Giscard d’Estaing was released from the Tours hospital in western France in the middle of the month after a five-day stay. The former president died on Wednesday at his home in Loir-et-Cher, where his condition had deteriorated, due to the consequences of Covid-19, his family announced in a letter to the AFP agency.
Great european
Giscard d’Estaing was a staunch European and spoke to the French public on EU issues well into old age. In the 1970s he formed an exemplary Franco-German duo with then-Federal Chancellor Helmut Schmidt (SPD).
The tall, aristocratic Frenchman outlived his successors François Mitterrand (1916-1996) and Jacques Chirac (1932-2019). At Chirac’s funeral in September 2019 in Paris, he still participated, walking bowed.
Giscard d’Estaing also had a close personal relationship with Germany. He was born on February 2, 1926 in Koblenz in the French-occupied Rhineland. After World War II, he graduated from the elite French ENA university. He then rose to become Minister of Economy and Finance. After the death of President Georges Pompidou, he was elected to the highest office in the state at the age of 48.
Numerous reforms
Giscard promoted social reforms in the Elysee Palace, such as the liberalization of marriage and the abortion law. Towards the end of his term, however, his popularity suffered, among other things due to the matter related to a diamond gift from the Central African dictator Jean-Bédel Bokassa.

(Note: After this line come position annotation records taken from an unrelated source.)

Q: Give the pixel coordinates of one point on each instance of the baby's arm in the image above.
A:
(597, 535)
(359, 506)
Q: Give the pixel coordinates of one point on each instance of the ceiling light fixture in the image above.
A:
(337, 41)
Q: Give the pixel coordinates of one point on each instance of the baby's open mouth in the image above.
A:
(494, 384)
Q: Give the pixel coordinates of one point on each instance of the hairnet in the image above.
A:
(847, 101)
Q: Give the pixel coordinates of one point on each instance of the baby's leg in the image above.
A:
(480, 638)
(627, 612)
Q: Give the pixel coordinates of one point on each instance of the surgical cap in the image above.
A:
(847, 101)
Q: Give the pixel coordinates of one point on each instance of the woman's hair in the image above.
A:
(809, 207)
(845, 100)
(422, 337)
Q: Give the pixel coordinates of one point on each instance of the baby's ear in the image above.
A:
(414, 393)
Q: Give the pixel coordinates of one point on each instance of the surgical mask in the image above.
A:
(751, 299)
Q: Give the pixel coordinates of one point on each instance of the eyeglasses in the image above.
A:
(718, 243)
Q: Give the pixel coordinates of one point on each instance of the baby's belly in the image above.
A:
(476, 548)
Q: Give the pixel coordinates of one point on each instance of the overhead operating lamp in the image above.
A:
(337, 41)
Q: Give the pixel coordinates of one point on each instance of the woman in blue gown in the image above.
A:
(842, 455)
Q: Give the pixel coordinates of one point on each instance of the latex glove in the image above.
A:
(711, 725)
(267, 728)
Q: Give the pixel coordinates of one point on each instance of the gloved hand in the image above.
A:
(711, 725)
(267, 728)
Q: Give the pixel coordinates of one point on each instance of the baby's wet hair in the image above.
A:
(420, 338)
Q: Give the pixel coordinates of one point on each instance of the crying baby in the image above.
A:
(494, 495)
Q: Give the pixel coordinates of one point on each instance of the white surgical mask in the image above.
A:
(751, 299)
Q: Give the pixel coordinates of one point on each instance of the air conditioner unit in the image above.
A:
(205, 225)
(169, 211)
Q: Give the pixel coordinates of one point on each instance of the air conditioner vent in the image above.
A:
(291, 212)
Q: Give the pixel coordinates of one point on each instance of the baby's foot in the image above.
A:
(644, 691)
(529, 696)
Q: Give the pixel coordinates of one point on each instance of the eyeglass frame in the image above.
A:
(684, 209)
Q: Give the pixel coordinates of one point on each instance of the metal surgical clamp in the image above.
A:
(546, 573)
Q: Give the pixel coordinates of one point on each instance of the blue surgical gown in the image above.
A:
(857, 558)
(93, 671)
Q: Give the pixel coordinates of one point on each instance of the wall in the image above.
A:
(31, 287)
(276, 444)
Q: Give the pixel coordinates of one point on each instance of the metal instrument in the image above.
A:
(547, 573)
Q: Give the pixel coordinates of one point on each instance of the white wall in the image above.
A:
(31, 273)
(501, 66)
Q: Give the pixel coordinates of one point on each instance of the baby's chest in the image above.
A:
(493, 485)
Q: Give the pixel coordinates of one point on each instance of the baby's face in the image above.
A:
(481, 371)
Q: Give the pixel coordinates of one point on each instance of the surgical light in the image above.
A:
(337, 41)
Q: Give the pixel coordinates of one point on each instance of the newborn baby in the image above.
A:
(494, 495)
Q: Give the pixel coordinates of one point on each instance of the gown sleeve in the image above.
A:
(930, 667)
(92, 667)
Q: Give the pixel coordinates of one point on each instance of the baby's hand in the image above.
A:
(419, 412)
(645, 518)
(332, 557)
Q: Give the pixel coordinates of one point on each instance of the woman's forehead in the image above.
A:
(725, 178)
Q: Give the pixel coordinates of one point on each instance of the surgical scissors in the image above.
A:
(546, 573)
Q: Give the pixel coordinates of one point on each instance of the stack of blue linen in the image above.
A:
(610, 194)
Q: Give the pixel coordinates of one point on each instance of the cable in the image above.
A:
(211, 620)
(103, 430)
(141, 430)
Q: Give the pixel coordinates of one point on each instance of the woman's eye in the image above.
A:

Draft European constitution
Starting in 2002, Giscard d’Estaing headed the EU Reform Convention, which presented a draft constitution for the renewal of the European Union. However, when the French and the Dutch voted no in the 2005 referenda, the project failed spectacularly. After that, the EU Lisbon Treaty adopted important provisions of the rejected constitution.
In 2003 the European politician Giscard d’Estaing received the Charlemagne Prize from the city of Aachen. Giscard d’Estaing responded to a sexual harassment complaint against him last June. “Everything is grotesque,” he told French radio station RTL. A WDR journalist had accused him of sexually abusing her.
Ann-Kathrin Stracke told the German press agency that he “touched her butt several times after an interview I did in Paris in December 2018.” He confirmed that he had filed a criminal complaint for sexual harassment. The Paris prosecutor opened an investigation.